Select the graph of the quadratic function ƒ (x) = x2 + 3. Identify the vertex and axis of symmetry

To find the vertex of a quadratic function, you need to 'complete the square';

Completing the square gives a quadratic in another form;

For quadratics that have an x² coefficient of 1 as is the case, it is a simple matter to complete the square:

For the quadratic x² + bx + c

Simply, put x added to half the coefficient of the x term (b/2) in a bracket and square the bracket;

Then add the constant (c) and the square of the half the coefficient of the x term (b/2), so:

(x + d) ² + e, where d is a (rational) number to be identified;

d = b/2

e = d² + c

So, for f (x) = x² + 0x + 3:

Then the completed-the-square form is: f (x) = (x + 0) ² + 3

As it happens, this quadratic function has a common normal form and completed-the-square form because the x-coefficient is 0.

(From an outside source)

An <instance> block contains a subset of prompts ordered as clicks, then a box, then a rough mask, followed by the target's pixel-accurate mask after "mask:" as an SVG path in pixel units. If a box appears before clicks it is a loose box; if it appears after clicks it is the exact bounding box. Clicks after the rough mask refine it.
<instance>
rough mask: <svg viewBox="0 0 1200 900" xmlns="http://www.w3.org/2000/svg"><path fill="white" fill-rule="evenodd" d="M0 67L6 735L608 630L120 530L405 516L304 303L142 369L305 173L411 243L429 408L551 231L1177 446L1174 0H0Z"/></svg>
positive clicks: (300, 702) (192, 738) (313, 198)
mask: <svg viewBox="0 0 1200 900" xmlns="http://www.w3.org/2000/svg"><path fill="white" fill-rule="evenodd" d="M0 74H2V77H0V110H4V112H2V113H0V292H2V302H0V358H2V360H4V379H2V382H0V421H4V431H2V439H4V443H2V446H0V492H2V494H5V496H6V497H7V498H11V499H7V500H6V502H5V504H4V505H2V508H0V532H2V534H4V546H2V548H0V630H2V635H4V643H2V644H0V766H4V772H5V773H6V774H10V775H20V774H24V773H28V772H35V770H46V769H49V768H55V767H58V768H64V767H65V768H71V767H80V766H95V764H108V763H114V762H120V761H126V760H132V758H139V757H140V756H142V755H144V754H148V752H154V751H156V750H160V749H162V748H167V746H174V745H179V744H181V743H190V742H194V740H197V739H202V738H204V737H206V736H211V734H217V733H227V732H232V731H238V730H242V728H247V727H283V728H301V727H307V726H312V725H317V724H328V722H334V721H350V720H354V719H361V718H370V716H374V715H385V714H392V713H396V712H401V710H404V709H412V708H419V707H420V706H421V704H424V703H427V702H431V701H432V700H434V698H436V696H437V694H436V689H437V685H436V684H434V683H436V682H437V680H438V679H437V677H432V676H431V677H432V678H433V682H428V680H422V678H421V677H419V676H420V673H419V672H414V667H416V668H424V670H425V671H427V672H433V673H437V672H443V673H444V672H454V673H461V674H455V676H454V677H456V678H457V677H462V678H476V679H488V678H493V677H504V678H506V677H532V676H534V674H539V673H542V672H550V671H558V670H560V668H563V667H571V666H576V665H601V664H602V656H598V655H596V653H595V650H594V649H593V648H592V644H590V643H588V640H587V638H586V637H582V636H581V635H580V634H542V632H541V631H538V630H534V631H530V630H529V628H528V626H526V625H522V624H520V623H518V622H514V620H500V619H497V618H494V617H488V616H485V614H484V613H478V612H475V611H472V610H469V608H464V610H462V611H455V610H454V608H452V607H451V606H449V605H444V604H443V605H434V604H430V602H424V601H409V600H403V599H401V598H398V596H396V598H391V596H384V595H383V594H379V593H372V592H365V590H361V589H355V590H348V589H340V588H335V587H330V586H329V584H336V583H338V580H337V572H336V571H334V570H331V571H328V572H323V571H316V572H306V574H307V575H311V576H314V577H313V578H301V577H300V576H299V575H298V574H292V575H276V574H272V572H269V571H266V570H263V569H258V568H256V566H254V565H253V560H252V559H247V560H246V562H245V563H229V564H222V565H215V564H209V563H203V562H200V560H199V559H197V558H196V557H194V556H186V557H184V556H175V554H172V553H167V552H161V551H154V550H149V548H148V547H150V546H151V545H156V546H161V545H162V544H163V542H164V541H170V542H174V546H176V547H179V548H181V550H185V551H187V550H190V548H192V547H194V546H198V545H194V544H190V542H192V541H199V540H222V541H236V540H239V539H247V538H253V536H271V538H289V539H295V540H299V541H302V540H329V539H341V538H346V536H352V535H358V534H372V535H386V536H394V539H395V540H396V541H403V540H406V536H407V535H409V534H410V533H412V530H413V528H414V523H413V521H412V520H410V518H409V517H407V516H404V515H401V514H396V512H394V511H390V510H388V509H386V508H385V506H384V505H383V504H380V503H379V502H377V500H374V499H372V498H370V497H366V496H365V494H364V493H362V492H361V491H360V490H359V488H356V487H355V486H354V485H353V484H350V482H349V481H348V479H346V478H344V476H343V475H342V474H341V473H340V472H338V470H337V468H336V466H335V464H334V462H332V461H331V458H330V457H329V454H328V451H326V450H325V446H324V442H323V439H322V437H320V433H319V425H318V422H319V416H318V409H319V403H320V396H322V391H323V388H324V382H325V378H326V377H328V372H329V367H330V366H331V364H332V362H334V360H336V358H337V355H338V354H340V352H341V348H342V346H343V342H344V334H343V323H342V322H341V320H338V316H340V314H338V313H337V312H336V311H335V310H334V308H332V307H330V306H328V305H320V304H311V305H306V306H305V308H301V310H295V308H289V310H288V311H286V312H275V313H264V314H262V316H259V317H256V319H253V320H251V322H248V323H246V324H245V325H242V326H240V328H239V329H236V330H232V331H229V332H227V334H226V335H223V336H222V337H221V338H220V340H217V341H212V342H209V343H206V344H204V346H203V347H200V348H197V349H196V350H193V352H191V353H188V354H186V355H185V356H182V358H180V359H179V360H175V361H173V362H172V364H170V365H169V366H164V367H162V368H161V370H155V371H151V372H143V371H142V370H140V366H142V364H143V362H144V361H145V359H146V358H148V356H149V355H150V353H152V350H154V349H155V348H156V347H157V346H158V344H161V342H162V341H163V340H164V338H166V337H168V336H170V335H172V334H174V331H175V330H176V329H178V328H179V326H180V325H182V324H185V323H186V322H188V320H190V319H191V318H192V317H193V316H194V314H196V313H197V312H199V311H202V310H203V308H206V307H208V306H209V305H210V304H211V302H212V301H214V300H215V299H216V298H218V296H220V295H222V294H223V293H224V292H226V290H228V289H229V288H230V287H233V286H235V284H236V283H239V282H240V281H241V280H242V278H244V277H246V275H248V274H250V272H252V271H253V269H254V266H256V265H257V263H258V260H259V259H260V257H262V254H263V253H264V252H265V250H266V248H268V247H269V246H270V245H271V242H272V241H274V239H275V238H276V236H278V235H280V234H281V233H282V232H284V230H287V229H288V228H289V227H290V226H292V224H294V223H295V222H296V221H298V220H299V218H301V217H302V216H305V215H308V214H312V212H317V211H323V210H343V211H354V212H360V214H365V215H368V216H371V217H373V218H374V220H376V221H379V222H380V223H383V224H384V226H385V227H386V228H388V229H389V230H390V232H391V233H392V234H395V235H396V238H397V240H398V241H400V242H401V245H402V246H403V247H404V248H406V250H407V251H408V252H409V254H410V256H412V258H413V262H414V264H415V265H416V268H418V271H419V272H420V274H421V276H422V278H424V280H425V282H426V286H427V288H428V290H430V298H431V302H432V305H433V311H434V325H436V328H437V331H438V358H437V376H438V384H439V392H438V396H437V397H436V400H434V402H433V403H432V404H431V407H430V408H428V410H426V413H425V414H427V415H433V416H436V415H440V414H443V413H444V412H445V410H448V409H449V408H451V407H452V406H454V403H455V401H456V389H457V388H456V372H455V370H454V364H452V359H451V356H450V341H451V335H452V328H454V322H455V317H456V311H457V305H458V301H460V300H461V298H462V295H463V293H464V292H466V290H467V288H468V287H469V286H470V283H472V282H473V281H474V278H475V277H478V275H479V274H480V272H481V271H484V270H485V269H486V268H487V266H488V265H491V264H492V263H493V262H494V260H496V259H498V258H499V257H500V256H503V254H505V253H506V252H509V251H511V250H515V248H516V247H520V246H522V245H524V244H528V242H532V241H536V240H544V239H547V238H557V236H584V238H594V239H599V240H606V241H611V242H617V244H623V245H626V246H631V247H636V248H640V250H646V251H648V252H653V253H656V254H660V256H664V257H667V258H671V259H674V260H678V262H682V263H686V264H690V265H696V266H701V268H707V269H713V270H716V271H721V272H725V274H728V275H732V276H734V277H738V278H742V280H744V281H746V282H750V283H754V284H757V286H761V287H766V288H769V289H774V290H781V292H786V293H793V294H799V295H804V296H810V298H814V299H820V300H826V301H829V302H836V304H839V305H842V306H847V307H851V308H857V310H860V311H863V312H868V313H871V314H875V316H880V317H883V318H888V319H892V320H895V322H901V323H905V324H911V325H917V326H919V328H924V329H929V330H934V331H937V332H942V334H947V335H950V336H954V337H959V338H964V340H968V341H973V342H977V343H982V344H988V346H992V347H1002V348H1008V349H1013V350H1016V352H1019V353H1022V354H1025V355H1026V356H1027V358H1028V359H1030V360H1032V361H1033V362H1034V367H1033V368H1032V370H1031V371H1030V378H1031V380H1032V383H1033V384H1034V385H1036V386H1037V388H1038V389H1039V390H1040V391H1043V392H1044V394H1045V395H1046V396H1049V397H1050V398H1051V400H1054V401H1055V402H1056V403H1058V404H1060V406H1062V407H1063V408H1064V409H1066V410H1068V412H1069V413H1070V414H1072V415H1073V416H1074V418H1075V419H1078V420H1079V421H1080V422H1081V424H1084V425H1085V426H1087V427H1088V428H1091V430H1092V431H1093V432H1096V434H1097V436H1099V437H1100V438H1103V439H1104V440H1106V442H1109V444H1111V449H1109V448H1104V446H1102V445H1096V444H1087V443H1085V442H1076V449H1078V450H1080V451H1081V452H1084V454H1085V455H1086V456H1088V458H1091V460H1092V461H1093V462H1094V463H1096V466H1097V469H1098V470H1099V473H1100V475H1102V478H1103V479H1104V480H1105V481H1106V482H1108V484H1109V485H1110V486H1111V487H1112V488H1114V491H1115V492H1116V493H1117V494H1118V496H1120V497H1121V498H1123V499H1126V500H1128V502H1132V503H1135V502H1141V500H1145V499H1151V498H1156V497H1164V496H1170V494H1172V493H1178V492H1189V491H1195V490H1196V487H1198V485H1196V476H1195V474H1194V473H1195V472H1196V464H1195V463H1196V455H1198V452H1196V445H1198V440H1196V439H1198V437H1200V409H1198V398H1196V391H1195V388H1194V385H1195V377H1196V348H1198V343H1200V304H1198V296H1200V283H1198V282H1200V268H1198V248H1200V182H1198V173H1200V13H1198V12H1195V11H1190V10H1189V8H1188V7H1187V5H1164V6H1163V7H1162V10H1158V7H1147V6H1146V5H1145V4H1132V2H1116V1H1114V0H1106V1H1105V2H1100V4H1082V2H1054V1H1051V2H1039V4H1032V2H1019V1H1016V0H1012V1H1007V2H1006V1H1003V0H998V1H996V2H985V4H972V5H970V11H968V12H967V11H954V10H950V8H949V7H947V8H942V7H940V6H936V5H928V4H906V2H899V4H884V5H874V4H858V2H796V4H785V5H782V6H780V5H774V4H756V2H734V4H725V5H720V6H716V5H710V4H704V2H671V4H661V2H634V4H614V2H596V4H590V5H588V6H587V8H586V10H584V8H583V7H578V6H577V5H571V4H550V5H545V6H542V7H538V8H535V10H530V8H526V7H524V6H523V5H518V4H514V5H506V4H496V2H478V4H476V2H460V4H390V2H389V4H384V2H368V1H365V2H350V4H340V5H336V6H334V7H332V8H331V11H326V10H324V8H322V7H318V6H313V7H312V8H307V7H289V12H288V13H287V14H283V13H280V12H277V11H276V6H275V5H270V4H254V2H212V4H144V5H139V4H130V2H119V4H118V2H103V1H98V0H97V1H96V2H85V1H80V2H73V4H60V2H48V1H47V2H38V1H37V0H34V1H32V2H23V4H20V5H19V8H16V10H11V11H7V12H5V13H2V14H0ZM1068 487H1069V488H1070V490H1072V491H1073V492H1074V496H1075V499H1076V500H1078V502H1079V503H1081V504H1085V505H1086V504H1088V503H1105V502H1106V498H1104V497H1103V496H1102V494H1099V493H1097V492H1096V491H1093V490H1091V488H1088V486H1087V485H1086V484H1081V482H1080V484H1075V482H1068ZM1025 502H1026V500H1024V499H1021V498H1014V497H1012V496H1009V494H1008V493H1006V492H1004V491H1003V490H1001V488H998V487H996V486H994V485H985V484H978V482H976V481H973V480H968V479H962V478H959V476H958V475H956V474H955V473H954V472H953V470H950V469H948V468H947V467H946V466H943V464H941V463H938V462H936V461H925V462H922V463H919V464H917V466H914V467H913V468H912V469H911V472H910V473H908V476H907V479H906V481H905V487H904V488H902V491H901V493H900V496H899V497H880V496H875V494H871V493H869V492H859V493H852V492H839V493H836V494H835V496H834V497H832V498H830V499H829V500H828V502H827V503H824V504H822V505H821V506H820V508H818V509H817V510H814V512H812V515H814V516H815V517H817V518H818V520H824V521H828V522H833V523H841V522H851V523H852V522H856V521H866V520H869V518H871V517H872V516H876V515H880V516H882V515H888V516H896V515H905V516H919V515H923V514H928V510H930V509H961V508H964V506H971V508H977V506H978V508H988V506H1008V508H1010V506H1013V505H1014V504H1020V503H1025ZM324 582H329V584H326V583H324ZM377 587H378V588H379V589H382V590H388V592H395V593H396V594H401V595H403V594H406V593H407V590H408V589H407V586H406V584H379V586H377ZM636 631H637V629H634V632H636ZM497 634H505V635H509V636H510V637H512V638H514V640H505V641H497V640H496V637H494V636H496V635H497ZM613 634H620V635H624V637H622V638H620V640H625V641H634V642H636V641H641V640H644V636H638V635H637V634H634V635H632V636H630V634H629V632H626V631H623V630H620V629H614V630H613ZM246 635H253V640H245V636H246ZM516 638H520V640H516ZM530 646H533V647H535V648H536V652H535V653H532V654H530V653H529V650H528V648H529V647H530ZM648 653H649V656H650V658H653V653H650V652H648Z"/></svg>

The vertex coordinates are, according to the general format given above:

(-d, e).

So, looking at completed-the-square form for the function in question, we can tell the vertex is at the coordinates: (0, 3)

Quadratic functions always have symmetry about the vertical line with the x-coordinate of the vertex;

This makes sense if you think about how the graph looks (u-shaped);

Therefore for our function, the vertex is:

x = 0 (a vertical line with the x-coordinate of the vertex).